Maternal hyperphenylalaninemia. Hyperphenylalaninemic embryopathy.
Incidence
Theoretically, the prevalence of maternal PKU syndrome should be the same as the prevalence of phenylalanine hydroxylase (PAH) deficiencies itself, i.e. 1/15000 live births on the average (considering the mean reproductive rate per couple to be 2, and since 1 PKU patient out of 2 is female). Fortunately, the actual prevalence is lower than that, since untreated PKU women are mentally retarded and consequently have no or few offspring, and since the majority of treated PKU women are nowadays informed and carefully managed during their pregnancies.
Clinical Characteristics
Maternal phenylketonuria (PKU) during pregnancy leads to a risk of spontaneous abortion or embryopathy.
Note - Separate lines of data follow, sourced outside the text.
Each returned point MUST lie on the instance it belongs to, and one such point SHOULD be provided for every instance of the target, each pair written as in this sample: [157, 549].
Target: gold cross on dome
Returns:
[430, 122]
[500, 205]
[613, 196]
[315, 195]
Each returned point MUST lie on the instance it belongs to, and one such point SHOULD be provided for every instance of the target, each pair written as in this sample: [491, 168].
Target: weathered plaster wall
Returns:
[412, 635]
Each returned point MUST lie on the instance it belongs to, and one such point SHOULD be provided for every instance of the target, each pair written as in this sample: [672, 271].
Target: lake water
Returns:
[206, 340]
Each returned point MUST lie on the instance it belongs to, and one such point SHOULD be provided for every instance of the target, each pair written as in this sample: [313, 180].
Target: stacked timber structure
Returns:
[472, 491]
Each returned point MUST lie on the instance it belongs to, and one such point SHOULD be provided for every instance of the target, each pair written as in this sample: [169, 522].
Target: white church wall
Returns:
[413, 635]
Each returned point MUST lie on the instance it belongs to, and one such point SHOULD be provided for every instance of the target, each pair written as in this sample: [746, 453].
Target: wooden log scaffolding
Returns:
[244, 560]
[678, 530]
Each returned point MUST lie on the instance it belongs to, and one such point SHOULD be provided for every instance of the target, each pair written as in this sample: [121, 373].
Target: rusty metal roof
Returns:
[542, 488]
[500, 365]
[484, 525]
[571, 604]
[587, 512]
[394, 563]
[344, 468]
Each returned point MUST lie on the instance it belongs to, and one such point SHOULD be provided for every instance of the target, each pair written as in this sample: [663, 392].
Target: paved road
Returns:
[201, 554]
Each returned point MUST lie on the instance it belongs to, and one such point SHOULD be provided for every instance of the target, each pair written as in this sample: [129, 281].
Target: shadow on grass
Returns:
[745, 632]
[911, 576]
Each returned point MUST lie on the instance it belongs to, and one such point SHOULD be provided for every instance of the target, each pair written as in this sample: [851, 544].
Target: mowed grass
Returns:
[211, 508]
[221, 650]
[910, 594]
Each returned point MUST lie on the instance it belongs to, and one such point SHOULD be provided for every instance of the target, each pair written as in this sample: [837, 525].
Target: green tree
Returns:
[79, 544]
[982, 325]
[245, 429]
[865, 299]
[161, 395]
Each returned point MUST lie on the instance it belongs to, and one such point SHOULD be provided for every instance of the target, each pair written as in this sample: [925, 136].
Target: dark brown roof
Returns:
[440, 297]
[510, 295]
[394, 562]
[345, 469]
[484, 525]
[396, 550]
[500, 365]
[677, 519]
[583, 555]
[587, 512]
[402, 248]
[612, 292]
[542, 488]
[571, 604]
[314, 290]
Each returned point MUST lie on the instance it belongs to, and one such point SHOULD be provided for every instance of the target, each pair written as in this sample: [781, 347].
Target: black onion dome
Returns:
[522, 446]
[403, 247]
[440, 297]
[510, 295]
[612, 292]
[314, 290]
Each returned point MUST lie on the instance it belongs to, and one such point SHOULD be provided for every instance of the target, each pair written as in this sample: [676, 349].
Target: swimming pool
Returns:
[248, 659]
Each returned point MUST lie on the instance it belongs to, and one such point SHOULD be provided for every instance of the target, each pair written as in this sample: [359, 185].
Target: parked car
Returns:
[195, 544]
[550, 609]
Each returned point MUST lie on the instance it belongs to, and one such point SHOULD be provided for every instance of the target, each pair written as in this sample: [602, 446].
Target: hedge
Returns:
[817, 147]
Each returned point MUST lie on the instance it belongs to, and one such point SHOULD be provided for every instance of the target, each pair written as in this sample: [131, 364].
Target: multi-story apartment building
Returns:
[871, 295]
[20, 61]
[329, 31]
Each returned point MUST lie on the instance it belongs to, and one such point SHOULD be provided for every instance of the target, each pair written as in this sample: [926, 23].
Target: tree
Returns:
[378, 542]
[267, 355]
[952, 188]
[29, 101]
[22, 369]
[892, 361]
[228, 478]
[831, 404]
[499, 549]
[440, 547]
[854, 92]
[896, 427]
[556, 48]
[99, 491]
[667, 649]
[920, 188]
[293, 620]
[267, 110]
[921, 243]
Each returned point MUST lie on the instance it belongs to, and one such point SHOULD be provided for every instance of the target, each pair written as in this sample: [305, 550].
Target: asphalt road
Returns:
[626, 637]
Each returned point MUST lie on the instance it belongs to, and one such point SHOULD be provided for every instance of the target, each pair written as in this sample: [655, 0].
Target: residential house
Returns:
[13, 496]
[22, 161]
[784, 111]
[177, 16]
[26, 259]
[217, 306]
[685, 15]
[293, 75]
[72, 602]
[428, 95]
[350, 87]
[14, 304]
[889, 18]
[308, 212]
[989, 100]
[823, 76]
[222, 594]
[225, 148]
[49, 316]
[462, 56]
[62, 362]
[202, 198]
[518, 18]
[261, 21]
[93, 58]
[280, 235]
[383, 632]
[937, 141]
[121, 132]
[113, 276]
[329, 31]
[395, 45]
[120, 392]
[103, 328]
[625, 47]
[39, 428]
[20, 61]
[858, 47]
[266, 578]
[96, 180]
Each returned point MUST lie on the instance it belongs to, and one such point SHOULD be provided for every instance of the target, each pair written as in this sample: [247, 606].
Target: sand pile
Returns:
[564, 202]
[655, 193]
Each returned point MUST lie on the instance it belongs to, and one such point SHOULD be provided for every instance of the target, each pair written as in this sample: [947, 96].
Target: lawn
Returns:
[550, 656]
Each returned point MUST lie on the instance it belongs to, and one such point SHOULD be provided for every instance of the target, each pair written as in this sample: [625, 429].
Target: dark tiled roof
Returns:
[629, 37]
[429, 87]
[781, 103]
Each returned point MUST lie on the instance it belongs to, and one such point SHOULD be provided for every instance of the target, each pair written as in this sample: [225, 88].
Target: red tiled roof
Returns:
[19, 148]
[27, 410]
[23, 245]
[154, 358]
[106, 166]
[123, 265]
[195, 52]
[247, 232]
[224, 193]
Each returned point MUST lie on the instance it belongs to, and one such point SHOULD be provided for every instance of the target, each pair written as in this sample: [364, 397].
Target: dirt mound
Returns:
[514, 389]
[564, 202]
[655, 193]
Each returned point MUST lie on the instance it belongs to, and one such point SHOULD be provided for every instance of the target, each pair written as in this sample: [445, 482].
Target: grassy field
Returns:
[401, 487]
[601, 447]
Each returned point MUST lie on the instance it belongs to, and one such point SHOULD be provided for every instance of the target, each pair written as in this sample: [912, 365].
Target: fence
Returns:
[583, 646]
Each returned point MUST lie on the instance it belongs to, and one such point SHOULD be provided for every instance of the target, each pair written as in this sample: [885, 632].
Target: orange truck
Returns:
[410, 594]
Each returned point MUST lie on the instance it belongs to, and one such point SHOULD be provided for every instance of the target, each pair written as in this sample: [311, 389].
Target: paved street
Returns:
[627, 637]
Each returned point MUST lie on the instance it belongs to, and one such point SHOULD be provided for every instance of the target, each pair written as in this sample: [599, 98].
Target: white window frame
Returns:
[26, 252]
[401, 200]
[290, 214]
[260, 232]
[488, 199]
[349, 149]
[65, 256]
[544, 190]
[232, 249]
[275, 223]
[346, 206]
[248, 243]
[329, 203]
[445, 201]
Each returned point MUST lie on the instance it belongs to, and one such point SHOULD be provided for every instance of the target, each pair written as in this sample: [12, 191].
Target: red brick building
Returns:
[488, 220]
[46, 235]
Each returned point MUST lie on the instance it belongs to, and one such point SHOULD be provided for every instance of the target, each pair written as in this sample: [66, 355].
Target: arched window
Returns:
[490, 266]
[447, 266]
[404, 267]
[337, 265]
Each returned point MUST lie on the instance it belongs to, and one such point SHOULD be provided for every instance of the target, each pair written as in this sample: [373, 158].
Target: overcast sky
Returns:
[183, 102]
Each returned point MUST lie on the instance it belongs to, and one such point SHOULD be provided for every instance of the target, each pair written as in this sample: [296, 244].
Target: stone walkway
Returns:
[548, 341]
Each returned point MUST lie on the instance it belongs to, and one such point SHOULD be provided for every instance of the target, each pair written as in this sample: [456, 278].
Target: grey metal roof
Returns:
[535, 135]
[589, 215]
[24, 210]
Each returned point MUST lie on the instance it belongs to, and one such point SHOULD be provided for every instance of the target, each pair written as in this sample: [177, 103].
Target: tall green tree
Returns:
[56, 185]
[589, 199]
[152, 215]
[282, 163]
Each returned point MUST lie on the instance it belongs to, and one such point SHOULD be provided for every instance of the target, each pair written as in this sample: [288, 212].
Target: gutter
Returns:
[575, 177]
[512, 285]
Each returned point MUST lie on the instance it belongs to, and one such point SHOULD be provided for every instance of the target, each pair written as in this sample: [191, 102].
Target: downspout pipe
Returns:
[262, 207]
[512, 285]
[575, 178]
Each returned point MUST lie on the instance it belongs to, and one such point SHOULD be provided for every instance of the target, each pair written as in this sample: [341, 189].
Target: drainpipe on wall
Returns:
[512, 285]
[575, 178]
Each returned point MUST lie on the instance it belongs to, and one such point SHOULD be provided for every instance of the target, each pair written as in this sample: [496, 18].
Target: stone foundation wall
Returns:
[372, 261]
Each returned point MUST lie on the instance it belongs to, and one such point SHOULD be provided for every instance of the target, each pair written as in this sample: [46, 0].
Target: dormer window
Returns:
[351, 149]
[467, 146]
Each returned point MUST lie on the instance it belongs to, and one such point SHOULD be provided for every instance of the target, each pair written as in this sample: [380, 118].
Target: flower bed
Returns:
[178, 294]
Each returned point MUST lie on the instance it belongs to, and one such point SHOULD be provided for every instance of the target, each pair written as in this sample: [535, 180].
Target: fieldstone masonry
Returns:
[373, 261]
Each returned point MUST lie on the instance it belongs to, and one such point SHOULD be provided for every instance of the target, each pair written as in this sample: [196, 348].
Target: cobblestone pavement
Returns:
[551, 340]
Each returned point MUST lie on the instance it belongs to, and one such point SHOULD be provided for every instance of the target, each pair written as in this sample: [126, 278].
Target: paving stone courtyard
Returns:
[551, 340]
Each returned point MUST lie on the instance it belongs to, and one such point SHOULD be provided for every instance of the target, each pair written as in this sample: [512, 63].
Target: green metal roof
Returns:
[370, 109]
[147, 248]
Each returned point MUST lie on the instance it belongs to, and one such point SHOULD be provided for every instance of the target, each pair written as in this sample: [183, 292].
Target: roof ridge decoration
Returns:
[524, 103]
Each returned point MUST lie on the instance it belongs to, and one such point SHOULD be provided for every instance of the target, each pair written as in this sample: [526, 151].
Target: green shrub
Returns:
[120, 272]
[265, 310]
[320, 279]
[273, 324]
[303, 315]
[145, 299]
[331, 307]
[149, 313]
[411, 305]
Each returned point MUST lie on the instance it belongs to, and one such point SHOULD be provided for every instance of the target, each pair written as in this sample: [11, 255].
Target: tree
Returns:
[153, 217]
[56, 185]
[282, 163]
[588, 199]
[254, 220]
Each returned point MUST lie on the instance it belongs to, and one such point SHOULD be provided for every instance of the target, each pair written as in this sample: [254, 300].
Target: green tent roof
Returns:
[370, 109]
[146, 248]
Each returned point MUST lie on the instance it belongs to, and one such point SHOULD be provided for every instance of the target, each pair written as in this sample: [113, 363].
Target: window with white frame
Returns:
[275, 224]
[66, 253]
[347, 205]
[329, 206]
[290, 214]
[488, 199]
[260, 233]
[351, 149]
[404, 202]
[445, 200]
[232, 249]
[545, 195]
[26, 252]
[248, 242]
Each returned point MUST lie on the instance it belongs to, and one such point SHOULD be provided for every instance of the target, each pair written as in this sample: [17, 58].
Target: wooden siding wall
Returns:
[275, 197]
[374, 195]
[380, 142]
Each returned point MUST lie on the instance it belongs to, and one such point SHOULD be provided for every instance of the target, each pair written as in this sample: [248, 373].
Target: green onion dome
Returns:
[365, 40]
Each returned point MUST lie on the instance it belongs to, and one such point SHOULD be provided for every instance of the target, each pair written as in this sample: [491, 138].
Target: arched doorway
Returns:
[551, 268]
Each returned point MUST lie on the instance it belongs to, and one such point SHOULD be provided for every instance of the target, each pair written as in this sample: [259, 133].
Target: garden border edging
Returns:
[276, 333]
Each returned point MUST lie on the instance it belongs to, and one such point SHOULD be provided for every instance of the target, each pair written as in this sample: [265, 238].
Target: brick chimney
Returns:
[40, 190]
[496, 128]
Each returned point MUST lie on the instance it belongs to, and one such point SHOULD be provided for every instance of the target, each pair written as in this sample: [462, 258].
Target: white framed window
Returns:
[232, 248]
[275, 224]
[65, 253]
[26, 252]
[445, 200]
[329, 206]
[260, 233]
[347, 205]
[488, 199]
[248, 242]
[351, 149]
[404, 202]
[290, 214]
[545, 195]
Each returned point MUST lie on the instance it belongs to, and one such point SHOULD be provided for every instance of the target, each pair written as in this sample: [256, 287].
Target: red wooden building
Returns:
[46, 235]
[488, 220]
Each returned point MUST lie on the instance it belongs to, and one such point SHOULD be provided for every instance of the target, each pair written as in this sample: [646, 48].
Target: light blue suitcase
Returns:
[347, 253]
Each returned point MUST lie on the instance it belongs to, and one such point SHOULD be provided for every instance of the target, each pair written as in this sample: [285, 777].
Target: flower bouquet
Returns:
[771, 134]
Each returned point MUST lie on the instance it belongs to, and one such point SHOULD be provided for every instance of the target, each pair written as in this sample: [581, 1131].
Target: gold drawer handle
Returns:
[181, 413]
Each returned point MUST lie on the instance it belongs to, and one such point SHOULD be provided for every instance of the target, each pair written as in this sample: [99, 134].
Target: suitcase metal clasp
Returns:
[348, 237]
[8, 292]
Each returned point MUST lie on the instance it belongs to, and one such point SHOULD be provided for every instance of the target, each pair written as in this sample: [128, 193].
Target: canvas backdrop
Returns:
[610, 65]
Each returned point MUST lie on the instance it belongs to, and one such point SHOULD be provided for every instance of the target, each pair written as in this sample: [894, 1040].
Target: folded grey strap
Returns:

The severity of embryopathies depends on the level of maternal phenylalaninemia and may associate malformations including cardiopathy (usually conotruncal), corpus callosus agenesis, neuronal migration disorders, facial dysmorphism and more rarely cleft palate, tracheo-esophageal abnormalities..., but especially fetal development disorders, including microcephaly, intrauterine growth retardation, and subsequent mental retardation. This embryopathy can be prevented by a strict low-phenylalanine diet started before conception and maintained throughout pregnancy. Girls with phenylalanine hydroxylase (PAH) deficiency must be fully informed, so as in to program pregnancies, when the time comes, and control the phenylalanine level before conception. Maternal PKU may be suggested in fetuses or children whose mothers were born before the systematic screening of newborns for PKU or in a country were there is no screening at all. The gravity of maternal PKU syndrome is reflected by the maternal plasma concentration; over 20 mg/dL, the risk is major. In 1980, Lenke and Levy published the first exhaustive description of the syndrome, in untreated women. For a plasma concentration over 20 mg/dL during pregnancy, the frequency of the following feature was the following: Mental retardation 92%, Microcephaly 73%, Congenital heart disease 12%, Birth weight < 2500 g 40%. The exact frequencies of the other features are less precise: facial dysmorphism (frequent), corpus callosus agenesis (frequent), tracheo-esophageal malformations and cleft palate (rare, 1-5%).
Precipitants
None
Provocation Tests
None
Diagnostic Procedures
For women whose phenylketonuria (PKU) was known before pregnancy, the diagnosis of maternal PKU syndrome is based on the ultrasound recordings measuring fetal growth parameters, the examination of the neonate with measurement of birth and growth parameters, searching for compatible malformations, and the follow-up of the child regarding his head circumference growth and cognitive milestones. For women not known to have PKU, the diagnosis can be made only if the physician is highly sensitized to such a possibility and indeed thinks of it, measuring the mother's plasma phenylalanine level.